Хелга: Скрипач не нужен Голова закружилась от описания всего этого великолепия. Всегда изумляло количество восковых свечей в бальных залах. Представляю реакцию наших пожарных на подобное осветительное оборудование. И ничего ведь, жили и танцевали и все в ярком свете. apropos пишет: Наглядная иллюстрация к рассказу о бале: Посмотрела, действительно, один в один. И у Л.Н. Вдруг все зашевелилось, толпа заговорила, подвинулась, опять раздвинулась, и между двух расступившихся рядов, при звуках заигравшей музыки, вошел государь. За ним шли хозяин и хозяйка. Государь шел быстро, кланяясь направо и налево, как бы стараясь скорее избавиться от этой первой минуты встречи. Музыканты играли Польской, известный тогда по словам, сочиненным на него.
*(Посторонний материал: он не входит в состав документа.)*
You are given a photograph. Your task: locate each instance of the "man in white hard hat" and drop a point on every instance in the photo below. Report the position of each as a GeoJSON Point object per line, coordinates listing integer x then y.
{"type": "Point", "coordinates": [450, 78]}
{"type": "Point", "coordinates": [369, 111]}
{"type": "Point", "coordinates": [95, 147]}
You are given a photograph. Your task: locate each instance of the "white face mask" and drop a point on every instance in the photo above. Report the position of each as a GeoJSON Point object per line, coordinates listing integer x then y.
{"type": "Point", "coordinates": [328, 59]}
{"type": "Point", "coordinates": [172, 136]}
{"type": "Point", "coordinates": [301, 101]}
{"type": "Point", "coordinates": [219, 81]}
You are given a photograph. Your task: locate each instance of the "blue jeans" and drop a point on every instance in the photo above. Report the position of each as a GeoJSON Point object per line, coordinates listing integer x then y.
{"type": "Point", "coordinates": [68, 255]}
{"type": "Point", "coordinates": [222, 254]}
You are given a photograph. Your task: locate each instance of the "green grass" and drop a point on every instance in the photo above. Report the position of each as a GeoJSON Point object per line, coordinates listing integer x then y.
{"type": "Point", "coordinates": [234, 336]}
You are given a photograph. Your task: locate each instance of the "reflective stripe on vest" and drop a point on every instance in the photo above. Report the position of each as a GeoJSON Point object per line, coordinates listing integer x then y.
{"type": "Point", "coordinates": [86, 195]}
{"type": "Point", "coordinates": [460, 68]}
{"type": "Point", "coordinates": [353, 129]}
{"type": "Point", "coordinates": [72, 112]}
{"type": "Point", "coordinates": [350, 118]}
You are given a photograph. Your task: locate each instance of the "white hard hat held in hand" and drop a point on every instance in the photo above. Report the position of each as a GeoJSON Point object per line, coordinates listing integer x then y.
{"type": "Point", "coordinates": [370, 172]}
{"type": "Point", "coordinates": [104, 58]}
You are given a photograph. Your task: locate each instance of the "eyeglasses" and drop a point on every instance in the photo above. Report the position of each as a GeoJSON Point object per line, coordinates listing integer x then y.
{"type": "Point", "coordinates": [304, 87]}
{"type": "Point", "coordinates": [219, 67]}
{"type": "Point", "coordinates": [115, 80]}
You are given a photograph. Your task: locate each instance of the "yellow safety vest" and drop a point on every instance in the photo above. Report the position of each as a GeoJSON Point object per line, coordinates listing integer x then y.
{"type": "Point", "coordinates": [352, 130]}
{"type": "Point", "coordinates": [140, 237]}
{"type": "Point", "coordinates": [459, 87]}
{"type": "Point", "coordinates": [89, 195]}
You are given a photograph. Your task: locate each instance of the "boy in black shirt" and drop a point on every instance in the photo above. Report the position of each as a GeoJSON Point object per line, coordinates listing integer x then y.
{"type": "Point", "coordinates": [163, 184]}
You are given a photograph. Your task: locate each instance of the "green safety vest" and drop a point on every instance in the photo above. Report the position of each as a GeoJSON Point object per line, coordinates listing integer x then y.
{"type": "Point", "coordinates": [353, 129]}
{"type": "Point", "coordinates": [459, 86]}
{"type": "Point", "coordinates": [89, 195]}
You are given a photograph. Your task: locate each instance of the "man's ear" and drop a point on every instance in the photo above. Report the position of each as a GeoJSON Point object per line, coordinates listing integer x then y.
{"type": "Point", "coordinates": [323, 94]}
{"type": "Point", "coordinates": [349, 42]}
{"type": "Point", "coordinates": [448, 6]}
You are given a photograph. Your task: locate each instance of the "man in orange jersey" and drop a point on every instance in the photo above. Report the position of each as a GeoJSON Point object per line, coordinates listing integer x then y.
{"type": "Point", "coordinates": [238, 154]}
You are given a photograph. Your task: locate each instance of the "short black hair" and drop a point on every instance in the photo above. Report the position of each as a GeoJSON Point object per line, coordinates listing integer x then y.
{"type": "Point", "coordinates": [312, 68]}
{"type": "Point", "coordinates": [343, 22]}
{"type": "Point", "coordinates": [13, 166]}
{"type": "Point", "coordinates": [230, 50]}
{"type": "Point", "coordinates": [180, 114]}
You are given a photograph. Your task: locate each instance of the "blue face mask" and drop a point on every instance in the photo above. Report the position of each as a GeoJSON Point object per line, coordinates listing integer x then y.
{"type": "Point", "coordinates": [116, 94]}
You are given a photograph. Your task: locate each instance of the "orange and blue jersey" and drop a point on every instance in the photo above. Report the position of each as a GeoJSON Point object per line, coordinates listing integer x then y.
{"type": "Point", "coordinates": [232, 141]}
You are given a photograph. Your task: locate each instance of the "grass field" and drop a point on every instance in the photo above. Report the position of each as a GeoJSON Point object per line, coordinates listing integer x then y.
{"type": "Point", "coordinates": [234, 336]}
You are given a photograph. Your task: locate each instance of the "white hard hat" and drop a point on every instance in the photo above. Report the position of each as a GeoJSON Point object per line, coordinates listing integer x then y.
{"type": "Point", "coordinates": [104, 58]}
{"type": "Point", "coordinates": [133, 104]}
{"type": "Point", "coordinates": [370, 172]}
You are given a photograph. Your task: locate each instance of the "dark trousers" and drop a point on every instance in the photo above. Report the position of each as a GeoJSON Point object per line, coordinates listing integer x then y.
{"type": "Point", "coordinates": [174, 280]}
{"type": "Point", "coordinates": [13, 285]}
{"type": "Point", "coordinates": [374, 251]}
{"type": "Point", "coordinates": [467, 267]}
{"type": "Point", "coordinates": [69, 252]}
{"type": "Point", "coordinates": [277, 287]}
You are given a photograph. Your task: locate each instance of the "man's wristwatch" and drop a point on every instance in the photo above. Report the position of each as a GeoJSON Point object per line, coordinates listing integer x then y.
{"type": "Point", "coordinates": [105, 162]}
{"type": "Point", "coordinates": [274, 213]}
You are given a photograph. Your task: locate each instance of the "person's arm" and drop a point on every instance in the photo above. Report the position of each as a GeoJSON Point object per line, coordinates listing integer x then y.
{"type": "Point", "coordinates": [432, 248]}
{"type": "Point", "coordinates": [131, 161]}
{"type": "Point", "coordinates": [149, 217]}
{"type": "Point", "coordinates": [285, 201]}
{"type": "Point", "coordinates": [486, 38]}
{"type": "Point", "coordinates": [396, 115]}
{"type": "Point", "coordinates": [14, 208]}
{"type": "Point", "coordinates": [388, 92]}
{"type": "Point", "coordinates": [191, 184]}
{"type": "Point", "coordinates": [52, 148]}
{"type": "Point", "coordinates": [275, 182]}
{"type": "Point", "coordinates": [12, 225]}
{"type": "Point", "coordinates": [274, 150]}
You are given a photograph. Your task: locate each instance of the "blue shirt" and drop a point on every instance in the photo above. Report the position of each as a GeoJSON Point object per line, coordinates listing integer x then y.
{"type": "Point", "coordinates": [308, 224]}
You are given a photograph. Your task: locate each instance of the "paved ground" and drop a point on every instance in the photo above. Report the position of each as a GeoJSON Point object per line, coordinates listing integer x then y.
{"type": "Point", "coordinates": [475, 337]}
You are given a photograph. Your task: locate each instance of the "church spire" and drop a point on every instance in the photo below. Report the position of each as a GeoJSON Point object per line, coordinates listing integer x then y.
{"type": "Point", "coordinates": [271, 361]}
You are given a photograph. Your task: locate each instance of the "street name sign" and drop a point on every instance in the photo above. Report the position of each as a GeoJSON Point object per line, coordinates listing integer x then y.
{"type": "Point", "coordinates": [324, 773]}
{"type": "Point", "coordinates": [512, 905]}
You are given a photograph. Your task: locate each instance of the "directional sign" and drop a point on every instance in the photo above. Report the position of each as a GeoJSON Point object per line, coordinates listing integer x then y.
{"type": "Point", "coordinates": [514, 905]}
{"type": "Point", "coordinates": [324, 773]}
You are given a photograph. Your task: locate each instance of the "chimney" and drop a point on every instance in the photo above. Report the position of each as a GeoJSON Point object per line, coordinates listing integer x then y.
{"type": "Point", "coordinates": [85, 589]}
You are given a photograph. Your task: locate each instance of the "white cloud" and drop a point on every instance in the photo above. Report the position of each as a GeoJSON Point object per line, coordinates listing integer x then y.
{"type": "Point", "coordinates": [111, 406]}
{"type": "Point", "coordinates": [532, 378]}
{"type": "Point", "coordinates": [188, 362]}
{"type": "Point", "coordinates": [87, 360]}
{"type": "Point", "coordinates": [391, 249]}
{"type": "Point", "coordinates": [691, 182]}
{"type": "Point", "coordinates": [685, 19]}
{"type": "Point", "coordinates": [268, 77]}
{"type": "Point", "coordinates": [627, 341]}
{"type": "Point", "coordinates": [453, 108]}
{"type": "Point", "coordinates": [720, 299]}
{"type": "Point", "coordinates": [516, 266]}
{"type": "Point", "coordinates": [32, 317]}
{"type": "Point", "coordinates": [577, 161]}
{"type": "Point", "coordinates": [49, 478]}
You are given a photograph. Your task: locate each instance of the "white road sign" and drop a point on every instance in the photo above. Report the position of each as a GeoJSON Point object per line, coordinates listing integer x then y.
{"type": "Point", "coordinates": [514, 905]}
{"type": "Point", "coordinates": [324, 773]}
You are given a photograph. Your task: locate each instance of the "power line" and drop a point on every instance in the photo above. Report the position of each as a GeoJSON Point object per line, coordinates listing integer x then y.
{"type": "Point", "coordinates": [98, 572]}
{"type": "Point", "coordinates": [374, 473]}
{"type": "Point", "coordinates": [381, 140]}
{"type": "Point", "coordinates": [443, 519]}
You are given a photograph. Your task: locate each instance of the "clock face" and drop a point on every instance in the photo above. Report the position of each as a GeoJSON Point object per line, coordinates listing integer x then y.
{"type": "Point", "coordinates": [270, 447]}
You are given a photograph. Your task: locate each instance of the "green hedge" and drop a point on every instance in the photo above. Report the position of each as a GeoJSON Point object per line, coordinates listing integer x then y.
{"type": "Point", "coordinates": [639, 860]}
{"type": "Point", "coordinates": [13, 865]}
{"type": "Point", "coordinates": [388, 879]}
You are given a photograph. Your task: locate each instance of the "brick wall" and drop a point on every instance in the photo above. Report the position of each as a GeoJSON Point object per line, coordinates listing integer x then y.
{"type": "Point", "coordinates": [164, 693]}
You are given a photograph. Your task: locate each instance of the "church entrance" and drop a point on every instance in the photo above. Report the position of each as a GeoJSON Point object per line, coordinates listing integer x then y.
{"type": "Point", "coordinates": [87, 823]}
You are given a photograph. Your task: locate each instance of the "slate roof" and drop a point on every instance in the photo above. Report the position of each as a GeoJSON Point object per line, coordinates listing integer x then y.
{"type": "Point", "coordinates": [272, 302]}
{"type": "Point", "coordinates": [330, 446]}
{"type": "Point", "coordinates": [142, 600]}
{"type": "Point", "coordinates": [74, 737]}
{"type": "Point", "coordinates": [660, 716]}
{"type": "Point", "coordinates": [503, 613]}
Слова эти начинались: "Александр, Елизавета, восхищаете вы нас..." Государь прошел в гостиную, толпа хлынула к дверям; несколько лиц с изменившимися выражениями поспешно прошли туда и назад. Толпа опять отхлынула от дверей гостиной, в которой показался государь, разговаривая с хозяйкой. Какой-то молодой человек с растерянным видом наступал на дам, прося их посторониться. Некоторые дамы с лицами, выражавшими совершенную забывчивость всех условий света, портя свои туалеты, теснились вперед. Мужчины стали подходить к дамам и строиться в пары Польского. «Война и мир» Книга 2, глава XVI

Анита: Скрипач не нужен , apropos, спасибо за ссылку Хелга пишет: Посмотрела, действительно, один в один. И у Л.Н. Всегда восторгалась творчеством Толстого. Он так точно описывал чувства героев, как-будто сам испытывал то, что должна была чувствовать Наташа на своем первом балу...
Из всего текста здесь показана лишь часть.